With a sad look of resignation, Henry took the bill off the dash and, turning to face me … “Okay, but only if you will let use the money for a special purpose I have in mind?”
After I nodded my head, he reached into the brown plastic fanny-pack he was wearing and took out what looked like a cigar, but ended up being only the metal cylinder that had once held one. He then fished out a ball-point pen and a folded-up sheet of yellow legal pad paper. As I watched, Henry tore the sheet of paper in half, rolled up one section with the $10 bill and, before replacing the cap, slid both into the small tube. With the money canister and ball-point in hand, he faced me, grind, then turned and opened the car door … “I’ll be right back”.
He had gone into the filling station and, after ten minutes or so, was back seated with me in the car. My supposition was that Henry was up to some benevolent mischief, but it wasn’t my place to ask and I did need to get on my way. I shook his hand, gave the little nod that acknowledges “see you never again” and watched as he walked over to his rig and started pushing his wagon train of covered treasures back out to the road.
Three days later, I was back home and unpacking my car. Why, I’m not sure, but I couldn’t get Henry out of my mind.
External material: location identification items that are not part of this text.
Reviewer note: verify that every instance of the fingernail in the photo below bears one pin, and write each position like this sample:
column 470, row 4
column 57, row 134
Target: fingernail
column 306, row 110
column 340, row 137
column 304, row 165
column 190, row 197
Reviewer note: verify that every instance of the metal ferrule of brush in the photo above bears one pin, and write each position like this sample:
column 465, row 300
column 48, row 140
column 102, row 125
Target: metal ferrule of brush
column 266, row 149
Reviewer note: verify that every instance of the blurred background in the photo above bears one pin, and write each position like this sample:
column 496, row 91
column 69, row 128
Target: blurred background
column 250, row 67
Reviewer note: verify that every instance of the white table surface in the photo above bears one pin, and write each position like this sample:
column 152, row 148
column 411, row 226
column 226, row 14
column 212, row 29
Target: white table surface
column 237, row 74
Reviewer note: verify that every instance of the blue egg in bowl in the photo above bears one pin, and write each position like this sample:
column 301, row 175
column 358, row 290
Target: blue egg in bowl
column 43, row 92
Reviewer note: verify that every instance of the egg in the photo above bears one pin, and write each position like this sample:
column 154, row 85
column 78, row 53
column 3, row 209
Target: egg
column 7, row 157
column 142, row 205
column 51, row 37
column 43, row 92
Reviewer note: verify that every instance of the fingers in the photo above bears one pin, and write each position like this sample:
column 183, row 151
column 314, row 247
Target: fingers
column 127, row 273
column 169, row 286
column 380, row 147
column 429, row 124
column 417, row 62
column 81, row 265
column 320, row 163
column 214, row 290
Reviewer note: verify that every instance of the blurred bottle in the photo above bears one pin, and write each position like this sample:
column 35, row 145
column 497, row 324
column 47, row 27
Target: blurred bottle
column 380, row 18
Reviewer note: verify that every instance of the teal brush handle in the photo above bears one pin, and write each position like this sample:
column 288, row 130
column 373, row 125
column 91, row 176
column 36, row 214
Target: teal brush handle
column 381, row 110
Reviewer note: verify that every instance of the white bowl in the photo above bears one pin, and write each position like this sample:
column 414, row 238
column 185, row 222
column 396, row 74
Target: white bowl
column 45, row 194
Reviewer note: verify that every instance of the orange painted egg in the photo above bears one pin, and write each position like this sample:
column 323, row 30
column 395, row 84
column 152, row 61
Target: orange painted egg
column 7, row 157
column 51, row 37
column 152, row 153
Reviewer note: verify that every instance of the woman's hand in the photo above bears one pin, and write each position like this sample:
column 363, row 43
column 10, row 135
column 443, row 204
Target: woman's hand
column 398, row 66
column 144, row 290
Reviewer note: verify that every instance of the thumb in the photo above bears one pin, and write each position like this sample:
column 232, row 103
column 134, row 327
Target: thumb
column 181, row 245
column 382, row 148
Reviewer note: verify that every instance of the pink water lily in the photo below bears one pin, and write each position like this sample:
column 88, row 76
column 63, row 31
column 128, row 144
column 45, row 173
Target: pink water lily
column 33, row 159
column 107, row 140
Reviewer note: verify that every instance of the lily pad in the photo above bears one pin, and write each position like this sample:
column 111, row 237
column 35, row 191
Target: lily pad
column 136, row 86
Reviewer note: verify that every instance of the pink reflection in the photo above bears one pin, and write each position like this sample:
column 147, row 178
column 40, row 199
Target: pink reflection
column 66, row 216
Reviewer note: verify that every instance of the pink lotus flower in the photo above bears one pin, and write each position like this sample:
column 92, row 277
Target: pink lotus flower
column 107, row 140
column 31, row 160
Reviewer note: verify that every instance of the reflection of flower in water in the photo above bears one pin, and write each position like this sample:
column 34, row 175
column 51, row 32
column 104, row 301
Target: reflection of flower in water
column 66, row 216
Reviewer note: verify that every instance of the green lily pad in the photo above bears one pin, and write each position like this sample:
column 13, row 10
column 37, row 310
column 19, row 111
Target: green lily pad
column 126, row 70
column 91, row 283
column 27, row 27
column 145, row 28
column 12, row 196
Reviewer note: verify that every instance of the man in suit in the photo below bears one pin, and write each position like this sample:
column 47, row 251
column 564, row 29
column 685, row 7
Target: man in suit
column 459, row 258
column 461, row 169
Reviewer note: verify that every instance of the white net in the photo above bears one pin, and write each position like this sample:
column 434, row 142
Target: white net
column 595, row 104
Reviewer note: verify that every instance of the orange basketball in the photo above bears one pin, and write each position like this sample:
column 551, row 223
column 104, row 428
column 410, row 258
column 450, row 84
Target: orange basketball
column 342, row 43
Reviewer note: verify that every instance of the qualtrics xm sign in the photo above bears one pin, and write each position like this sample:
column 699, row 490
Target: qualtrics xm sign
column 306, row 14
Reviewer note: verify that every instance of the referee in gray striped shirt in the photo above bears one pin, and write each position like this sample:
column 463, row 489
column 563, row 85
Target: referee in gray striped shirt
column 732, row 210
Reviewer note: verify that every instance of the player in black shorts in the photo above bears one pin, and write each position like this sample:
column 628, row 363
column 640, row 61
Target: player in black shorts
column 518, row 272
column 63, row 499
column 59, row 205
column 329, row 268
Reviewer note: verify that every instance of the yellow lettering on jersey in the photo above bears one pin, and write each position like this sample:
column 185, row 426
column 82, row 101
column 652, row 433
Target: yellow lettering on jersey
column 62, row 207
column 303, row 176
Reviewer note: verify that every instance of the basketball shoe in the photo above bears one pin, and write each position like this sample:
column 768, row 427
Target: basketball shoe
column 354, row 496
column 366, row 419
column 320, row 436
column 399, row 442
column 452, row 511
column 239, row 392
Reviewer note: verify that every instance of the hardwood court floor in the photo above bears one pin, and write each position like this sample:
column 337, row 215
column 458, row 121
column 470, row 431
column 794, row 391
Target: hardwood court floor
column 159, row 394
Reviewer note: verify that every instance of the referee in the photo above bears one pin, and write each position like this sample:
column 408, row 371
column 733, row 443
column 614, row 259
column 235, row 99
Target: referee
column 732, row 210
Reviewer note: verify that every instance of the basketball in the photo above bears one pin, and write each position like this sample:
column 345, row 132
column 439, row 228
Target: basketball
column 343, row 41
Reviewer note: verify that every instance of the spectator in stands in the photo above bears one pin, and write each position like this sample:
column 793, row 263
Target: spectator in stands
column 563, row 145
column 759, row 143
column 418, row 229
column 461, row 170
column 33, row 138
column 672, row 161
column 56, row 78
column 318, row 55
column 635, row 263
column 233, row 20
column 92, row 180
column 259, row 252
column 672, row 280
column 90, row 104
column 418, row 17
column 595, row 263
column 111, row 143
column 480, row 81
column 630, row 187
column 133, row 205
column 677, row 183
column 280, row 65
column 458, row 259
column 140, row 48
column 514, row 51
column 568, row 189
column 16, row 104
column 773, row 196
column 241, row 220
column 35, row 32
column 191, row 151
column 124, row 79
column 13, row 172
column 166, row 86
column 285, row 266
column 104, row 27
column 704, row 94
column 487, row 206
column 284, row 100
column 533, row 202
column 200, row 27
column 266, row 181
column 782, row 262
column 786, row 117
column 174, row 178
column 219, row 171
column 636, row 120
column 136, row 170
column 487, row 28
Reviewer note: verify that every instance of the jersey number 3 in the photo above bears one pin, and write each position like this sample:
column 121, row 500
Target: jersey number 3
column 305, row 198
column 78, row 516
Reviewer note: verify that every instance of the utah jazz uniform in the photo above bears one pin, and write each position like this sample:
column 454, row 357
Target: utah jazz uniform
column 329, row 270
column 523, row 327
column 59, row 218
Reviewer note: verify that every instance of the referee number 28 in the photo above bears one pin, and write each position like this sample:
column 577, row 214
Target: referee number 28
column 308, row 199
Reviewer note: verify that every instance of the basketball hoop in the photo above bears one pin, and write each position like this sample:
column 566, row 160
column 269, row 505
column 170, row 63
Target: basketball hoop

Even though my trip back to where I had come from was much longer and my life’s accumulated carts of junk more scattered and worth much more than Henry’s; there wasn’t any difference in our situations. Deep down inside I knew I would never forget the sight of him leaving or what he had taught me that day. and, let’s face it, we are both just trying to put our affairs in order.
I had grabbed my duffel bag and the little cooler out of the trunk and was checking for anything I might have left in the console or around the front seat of the car when I saw it. The little cigar tube was tucked into, and barely visible between the seat cushion and back-rest on the passenger’s side. Taking out and opening the container, I slid out the yellow piece of paper and read the note …
Jim, I appreciate the thought. Hopefully you realize that, if the circumstances were reversed, I would do the same for you. As we discussed, my pride means as much to me as, I’m sure, yours means to you. That being the case, let’s pretend the circumstances are, indeed, already reversed and good luck with the affairs. … Henry
Setting the note aside and sliding my finger back into the cigar tube, they came out easily–both of them … there were two ten dollar bills.